По убеждению Рамсфельда, Министерство обороны США должно было совершить подобное преобразование. По словам журнала Fortune, прибыв в Пентагон, «господин генеральный директор... собирался произвести те же перемены, которыми он занимался в корпоративном мире» . Хотя, разумеется, тут были существенные отличия. Корпорации таким путем освобождались от географической привязки к фабрикам и постоянных работников, Рамсфельд же представлял себе армию из большого числа постоянных отрядов с маленьким ядром кадровых военных, подкрепленных дешевыми наемниками из резерва и Национальной гвардии. В это же время подрядчики из таких компаний, как Blackwater и Halliburton, будут выполнять роль всевозможных служб: водить автомобили в условиях высокого риска, допрашивать пленных или оказывать медицинскую помощь. И если корпорации вкладывали деньги, сэкономленные на труде, в дизайн и маркетинг, Рамсфельд будет тратить накопления, сэкономленные на меньшей численности частей и танков, на новейшие спутники и нанотехнологии, разрабатываемые в частном секторе. «В XXI веке, — говорил Рамсфельд, — мы хотим перестать думать только о вещах, об их количестве и массе, но начать думать — может быть, даже прежде всего — о скорости, гибкости и точности». Он говорил совершенно так же, как чрезмерно активный консультант по управлению Том Питерс в середине 90-х о том, что компании должны выбирать: или они станут «"игроками" в сфере производства чистых идей», или же «поставщиками тяжелых вещей» .

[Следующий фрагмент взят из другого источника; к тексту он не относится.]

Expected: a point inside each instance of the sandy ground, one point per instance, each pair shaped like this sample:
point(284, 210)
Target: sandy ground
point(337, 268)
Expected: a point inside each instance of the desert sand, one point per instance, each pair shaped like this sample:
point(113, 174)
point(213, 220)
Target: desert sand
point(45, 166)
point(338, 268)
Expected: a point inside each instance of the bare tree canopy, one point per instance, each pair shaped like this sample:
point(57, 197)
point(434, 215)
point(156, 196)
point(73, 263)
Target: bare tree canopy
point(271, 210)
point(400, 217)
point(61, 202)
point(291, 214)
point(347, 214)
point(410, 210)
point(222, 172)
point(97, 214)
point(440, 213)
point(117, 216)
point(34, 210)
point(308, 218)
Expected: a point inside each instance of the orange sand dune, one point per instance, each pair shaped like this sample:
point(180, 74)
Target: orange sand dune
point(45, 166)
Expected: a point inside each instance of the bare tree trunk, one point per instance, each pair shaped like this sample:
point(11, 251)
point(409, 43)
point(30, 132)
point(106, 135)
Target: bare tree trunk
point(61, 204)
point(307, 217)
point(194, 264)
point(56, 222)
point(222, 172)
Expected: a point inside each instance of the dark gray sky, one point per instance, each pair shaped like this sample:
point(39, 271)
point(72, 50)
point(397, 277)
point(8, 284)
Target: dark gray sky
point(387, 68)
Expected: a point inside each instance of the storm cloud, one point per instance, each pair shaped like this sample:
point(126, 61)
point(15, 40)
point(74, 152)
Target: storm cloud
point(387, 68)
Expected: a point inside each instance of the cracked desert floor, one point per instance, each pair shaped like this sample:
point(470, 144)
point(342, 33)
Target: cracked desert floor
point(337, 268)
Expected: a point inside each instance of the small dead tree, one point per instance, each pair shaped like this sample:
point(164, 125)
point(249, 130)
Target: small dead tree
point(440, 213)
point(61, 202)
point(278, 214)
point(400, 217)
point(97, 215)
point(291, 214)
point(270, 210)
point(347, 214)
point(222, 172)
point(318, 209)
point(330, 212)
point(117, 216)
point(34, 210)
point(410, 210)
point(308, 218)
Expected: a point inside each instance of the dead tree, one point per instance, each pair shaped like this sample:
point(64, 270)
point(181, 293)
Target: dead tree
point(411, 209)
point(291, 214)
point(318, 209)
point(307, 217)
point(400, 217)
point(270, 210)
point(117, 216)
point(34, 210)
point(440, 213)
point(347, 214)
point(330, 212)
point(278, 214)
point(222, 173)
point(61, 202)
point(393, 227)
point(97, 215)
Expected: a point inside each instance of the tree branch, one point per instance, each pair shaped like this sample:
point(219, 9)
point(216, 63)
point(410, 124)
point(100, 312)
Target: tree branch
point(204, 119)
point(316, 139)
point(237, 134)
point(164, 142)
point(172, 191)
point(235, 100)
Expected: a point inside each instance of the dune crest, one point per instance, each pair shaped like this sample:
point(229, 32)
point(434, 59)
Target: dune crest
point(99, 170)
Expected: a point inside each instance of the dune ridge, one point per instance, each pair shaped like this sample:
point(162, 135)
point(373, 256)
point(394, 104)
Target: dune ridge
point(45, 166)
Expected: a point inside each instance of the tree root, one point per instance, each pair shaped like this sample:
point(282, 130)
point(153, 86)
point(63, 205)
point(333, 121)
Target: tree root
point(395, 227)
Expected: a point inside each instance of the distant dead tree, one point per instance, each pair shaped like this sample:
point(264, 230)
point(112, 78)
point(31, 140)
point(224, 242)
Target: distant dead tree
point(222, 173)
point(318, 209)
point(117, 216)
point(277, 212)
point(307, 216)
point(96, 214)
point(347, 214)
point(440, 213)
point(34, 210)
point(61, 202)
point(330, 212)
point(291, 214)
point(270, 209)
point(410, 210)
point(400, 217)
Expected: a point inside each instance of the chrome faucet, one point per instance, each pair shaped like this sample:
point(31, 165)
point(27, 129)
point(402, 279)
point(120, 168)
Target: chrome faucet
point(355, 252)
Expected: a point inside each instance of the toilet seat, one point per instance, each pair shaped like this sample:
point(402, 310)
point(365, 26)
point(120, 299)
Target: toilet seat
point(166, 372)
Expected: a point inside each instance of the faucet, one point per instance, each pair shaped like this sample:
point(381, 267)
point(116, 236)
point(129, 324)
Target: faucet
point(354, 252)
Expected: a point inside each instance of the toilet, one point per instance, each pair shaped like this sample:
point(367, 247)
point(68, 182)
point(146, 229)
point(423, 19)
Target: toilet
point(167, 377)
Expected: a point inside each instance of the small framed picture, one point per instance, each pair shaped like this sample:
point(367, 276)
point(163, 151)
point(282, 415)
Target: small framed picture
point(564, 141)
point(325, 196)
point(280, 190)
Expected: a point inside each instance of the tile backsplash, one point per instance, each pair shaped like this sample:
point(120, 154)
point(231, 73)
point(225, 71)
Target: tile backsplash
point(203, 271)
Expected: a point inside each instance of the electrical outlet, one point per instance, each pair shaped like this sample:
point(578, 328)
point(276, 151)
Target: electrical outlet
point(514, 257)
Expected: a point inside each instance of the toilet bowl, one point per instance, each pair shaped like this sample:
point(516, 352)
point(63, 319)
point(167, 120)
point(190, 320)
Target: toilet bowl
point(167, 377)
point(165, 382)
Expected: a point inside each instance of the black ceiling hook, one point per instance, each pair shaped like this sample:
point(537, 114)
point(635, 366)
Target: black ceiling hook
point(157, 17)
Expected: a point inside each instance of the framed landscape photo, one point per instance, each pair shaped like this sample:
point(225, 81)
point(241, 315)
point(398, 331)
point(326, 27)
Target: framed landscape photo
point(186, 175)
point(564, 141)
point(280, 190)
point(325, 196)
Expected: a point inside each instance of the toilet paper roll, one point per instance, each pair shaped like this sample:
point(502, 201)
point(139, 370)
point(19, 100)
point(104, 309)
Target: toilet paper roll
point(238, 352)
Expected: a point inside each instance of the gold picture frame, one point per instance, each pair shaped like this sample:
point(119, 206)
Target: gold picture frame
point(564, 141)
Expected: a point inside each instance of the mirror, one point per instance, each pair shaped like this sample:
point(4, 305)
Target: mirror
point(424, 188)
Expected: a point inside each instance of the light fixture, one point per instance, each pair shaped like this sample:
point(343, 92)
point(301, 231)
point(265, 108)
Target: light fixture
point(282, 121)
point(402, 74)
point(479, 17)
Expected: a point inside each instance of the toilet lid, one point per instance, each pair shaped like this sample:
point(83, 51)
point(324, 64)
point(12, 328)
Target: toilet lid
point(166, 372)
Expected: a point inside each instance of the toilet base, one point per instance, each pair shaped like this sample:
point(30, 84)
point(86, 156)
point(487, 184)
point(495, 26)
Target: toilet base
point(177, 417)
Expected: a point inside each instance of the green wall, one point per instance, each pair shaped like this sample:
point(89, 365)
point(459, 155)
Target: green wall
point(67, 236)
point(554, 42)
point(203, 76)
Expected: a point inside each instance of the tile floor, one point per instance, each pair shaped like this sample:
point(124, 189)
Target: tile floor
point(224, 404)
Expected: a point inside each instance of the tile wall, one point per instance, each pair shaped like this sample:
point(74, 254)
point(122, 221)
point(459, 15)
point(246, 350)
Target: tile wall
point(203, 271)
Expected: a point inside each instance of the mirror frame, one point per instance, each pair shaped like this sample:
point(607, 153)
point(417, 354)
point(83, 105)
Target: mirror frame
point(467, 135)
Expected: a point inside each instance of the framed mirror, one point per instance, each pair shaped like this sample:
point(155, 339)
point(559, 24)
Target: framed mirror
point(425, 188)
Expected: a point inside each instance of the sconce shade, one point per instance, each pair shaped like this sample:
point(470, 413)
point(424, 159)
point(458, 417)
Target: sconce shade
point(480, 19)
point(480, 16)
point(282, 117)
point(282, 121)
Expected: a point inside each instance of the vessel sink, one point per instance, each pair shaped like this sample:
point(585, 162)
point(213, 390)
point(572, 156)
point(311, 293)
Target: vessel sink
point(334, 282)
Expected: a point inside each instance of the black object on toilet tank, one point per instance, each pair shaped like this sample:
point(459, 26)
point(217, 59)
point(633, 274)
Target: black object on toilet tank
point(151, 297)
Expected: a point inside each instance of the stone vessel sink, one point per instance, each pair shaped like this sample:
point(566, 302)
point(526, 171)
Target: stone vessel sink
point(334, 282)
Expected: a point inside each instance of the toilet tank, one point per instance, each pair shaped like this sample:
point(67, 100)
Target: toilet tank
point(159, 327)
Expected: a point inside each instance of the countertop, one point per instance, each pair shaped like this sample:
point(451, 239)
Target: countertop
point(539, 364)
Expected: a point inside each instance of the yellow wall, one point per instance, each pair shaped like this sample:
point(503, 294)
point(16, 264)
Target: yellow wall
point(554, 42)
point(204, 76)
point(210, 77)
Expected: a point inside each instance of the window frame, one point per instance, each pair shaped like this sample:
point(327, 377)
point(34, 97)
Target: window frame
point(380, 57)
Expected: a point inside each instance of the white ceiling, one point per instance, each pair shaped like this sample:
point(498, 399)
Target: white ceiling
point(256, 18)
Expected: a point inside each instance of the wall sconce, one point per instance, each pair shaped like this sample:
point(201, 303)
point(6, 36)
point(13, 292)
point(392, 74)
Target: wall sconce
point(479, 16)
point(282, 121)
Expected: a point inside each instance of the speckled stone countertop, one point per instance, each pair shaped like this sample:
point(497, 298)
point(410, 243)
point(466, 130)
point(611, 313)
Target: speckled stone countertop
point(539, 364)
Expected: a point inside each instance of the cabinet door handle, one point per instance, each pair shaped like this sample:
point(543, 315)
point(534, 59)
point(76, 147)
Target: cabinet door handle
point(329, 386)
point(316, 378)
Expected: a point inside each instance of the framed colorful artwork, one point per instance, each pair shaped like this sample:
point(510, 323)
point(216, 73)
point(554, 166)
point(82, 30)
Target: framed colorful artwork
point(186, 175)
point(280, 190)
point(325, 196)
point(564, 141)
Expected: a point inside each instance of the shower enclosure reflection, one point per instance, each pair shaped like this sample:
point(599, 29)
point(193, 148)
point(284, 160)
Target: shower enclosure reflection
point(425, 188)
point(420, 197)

Неудивительно, что генералы, задававшие тон в Пентагоне, все еще крепко верили в значение «вещей» и «массы», коль скоро речь шла о ведении войны. И их начали раздражать представления Рамсфельда об «оболочечной армии». Проведя всего семь месяцев на своем посту, новый министр наступил на ноги столь многим влиятельным людям, что все уже предвкушали его уход.